Figure 4—figure supplement 2. Cumulative binding contributes more to expression at weak promoters.

Figure 4—figure supplement 2.

For 100,000 random 100-bp-long sequences, we calculated the fold increase in predicted gene expression levels of the Extended model compared to the model that is constrained to only the single strongest σ70-RNAP binding site. Predicted expression levels from stronger promoters (higher log10Pon) were determined primarily by binding to the strongest σ70-RNAP binding site. In contrast, predicted gene expression levels at weak promoters were more likely to be determined by σ70-RNAP binding at multiple sites. The orange line is the trend line obtained through non-linear regression.
Figure 4—figure supplement 3. Further tests of selection against σ70-RNAP (RNA polymerase) binding sites.

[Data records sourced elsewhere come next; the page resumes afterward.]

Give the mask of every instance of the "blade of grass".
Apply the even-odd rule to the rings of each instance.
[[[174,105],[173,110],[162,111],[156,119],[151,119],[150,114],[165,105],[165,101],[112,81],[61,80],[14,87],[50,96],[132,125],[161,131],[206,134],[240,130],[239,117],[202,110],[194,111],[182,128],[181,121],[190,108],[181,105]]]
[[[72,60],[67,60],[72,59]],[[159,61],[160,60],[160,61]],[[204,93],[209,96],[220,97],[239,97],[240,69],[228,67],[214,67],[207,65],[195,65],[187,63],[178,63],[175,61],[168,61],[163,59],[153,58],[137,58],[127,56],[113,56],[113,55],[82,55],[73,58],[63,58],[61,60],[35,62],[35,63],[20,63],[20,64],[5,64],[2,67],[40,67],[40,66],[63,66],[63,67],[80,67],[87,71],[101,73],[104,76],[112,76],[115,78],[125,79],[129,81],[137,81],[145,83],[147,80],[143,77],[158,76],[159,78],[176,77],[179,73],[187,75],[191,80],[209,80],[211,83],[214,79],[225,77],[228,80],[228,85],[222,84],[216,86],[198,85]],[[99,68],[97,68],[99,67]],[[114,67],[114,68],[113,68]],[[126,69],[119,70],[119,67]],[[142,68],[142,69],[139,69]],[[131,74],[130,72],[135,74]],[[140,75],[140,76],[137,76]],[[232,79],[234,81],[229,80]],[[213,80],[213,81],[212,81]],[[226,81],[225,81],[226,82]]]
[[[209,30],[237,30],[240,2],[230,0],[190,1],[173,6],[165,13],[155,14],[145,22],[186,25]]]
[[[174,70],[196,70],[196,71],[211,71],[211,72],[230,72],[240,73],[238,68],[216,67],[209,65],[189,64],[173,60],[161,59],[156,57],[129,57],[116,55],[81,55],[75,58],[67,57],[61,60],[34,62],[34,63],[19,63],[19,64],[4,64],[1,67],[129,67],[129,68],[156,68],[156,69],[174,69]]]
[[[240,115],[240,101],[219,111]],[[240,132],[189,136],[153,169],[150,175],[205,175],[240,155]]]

Figure 4—figure supplement 3.

(A) To provide an alternative measure to that presented in Figure 4E, instead of creating a random sequence and comparing the number of predicted σ70-RNAP binding sites in it and in the Escherichia coli genome, here we created 100 shuffled σ70-RNAP energy matrices and used each of them to predict the expression from every single position in the E. coli genome. For each shuffle, we constructed cumulative histograms of free energy for inter-genic and within-genes regions. For each bin, we then calculated the p-value of the Extended model that used the actual σ70-RNAP energy matrix, assuming a normal distribution with mean and standard deviation given by the set of models with shuffled matrices. This is a conservative estimate, as for energies ΔE < 1, the assumption of Gaussian distribution leads to overestimates of standard deviation. The matrices were shuffled per position, that is, an energy matrix of dimension 4× L, with L being the length of the binding site, is shuffled by randomly reordering the L columns while leaving the energy entries in each column unchanged in order and magnitude. Gray lines represent 95% confidence intervals. (B) For evidence of selection against σ70-RNAP binding sites only in the inter-genic regions that contain experimentally confirmed promoters (based on RegulonDB), we compared model-predicted binding energy across the region to the expected binding for a 108 bp random sequence with the GC% of the corresponding region. Also shown is the selection against binding sites within genes (same as in Figure 4E). Gray shaded areas are 95% confidence intervals.